FOR IMMEDIATE RELEASE


HEALTH MANAGEMENT, INC. TO RESTATE FIRST & SECOND QUARTER FINANCIAL STATEMENTS
    AND TAKE A 3RD QUARTER CHARGE; ANNOUNCES AN AMENDMENT TO THE TRANSWORLD
                                  TRANSACTION

Buffalo Grove, Illinois - March 17, 1997 - Health Management, Inc. ("HMI")
(NASDAQ Small Cap Market:  HMIS)  announced today that it plans to restate its
financial statements for the first and second quarters of its 1997 fiscal year
to correct certain errors relating to costs of goods sold, which were
previously understated by approximately $1.8 million and $800,000,
respectively.  HMI also plans to take a charge of approximately $13 million in
the third quarter of 1997, which includes a writeoff of approximately $2.8
million in goodwill and other costs associated with the sale of the Baltimore
retail pharmacies and a writedown of approximately $10 million in accounts
receivable.  The Company will also report substantial operating losses for the
quarter ended January 31, 1997 and for the nine months then ended.  The filing
of amended 10-Qs reflecting such restatements and the third quarter 10-Q is
expected to be made on or before March 24, 1997.

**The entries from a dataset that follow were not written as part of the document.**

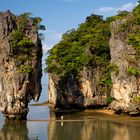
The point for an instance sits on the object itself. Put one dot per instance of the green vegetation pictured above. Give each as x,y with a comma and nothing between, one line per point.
109,99
134,71
86,46
22,47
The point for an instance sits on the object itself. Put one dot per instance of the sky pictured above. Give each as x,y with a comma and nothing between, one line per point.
58,16
62,15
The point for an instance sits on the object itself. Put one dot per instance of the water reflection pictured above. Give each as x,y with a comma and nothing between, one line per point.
92,129
72,127
14,131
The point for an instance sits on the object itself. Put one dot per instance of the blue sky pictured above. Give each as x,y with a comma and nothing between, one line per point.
62,15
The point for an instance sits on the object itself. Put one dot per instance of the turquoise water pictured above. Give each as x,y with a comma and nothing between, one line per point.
79,126
42,124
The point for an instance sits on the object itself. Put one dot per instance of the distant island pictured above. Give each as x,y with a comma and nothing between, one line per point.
98,65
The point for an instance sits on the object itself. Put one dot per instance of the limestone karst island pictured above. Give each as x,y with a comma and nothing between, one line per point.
92,75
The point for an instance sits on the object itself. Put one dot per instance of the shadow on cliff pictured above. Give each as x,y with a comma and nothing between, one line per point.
14,130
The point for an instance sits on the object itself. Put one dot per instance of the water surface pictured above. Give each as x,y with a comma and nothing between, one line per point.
42,124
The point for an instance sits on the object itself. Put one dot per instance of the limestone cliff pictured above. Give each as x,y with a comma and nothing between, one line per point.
78,66
126,81
69,92
20,68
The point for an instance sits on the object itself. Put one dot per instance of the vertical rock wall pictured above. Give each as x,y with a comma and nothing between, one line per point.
17,89
126,86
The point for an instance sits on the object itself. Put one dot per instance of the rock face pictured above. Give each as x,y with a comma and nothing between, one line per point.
126,86
72,93
17,88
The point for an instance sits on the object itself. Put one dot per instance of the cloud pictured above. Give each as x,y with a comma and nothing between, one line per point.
127,7
68,0
106,9
53,35
52,38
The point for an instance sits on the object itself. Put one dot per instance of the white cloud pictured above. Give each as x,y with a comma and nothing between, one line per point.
106,9
68,0
53,35
127,7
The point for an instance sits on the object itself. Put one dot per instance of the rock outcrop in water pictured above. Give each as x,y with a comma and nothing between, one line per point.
72,93
78,67
101,79
20,64
126,56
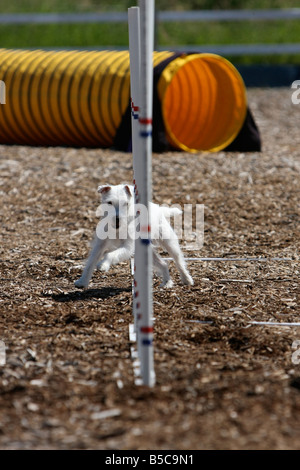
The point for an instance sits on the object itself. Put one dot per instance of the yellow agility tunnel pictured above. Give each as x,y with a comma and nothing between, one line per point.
82,98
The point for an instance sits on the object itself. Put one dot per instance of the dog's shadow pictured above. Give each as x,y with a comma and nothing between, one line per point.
87,294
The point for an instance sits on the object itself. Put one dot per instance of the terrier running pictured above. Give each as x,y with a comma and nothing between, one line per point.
116,232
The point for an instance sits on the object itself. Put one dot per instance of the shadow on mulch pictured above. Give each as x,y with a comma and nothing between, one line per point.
88,294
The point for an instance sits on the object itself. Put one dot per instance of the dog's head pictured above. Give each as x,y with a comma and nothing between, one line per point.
120,197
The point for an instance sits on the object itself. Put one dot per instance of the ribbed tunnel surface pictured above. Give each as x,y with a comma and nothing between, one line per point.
79,98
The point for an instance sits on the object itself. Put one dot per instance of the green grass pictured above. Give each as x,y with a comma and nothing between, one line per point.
168,34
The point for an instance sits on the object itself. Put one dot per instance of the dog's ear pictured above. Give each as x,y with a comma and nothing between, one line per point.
128,190
104,189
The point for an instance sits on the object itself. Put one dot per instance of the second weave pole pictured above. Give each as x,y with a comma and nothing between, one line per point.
141,45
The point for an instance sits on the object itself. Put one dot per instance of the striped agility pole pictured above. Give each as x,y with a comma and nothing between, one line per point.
141,44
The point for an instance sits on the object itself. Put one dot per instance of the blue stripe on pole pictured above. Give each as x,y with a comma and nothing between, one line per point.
147,342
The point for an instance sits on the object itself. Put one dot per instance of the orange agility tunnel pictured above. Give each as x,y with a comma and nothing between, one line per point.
82,98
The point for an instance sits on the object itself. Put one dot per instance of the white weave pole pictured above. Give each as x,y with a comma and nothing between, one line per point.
134,54
141,63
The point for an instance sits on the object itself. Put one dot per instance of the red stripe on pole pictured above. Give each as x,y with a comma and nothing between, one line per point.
146,329
145,121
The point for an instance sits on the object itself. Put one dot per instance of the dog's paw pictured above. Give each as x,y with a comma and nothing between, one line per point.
187,280
80,284
104,266
167,284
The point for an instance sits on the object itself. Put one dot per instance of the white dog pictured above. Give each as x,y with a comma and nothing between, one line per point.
116,244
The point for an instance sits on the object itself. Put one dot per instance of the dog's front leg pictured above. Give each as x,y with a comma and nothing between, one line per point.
123,253
96,253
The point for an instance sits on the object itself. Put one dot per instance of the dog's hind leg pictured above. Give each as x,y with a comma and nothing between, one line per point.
162,267
173,248
95,255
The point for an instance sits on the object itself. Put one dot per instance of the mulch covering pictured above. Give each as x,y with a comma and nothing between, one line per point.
68,380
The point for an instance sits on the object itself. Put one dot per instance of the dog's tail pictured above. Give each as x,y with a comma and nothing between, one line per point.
170,211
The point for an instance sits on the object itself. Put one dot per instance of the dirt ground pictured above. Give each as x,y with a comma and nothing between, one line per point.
67,381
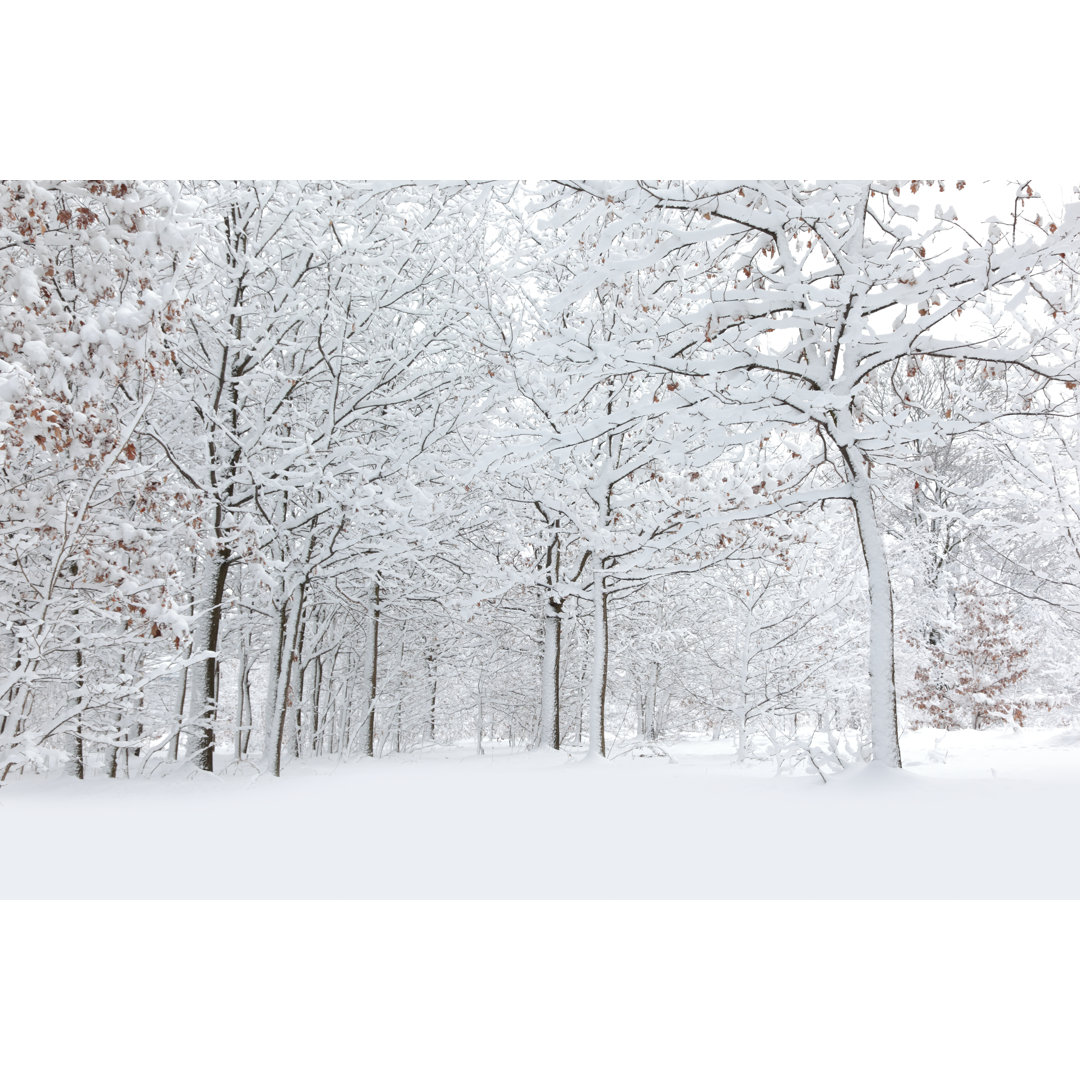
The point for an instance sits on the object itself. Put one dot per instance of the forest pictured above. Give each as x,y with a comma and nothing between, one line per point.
301,472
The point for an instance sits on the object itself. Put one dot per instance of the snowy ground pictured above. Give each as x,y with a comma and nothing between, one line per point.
972,815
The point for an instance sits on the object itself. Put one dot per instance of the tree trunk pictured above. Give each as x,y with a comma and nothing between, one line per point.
372,670
885,737
550,734
201,733
598,679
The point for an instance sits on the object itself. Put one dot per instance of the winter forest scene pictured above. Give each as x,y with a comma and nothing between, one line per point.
435,503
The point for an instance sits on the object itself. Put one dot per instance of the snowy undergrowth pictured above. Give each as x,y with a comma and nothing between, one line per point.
973,814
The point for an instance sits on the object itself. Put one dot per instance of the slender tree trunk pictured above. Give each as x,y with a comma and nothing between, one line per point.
598,679
433,672
373,669
550,734
287,630
885,737
76,760
201,728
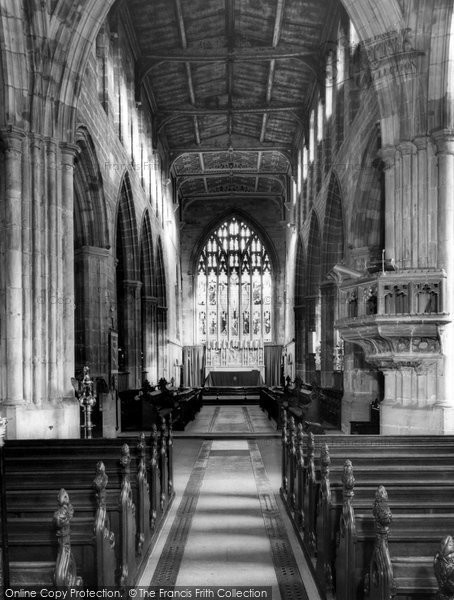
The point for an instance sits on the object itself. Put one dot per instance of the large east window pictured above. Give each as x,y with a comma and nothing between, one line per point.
234,290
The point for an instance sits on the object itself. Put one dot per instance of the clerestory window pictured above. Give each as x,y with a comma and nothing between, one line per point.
234,289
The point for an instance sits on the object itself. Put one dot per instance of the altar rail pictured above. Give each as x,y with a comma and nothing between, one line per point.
339,492
297,399
121,491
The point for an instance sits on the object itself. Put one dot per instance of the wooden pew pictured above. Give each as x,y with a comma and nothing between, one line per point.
419,475
56,564
126,514
444,568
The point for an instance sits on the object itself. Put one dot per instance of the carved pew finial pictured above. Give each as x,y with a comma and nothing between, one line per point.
100,483
65,566
380,581
3,424
346,539
105,538
382,512
323,524
325,461
348,480
444,569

HMI and Transworld Home Healthcare, Inc. are currently in discussions regarding
a renegotiated deal.

The March 14, 1997 hearing for final approval of the amended settlement
agreement in respect of the stockholder class action lawsuit was adjourned until
April 11, 1997.

Earlier this week, listing of HMI's common stock was moved the NASDAQ Small Cap
Market from the NASDAQ National Market System.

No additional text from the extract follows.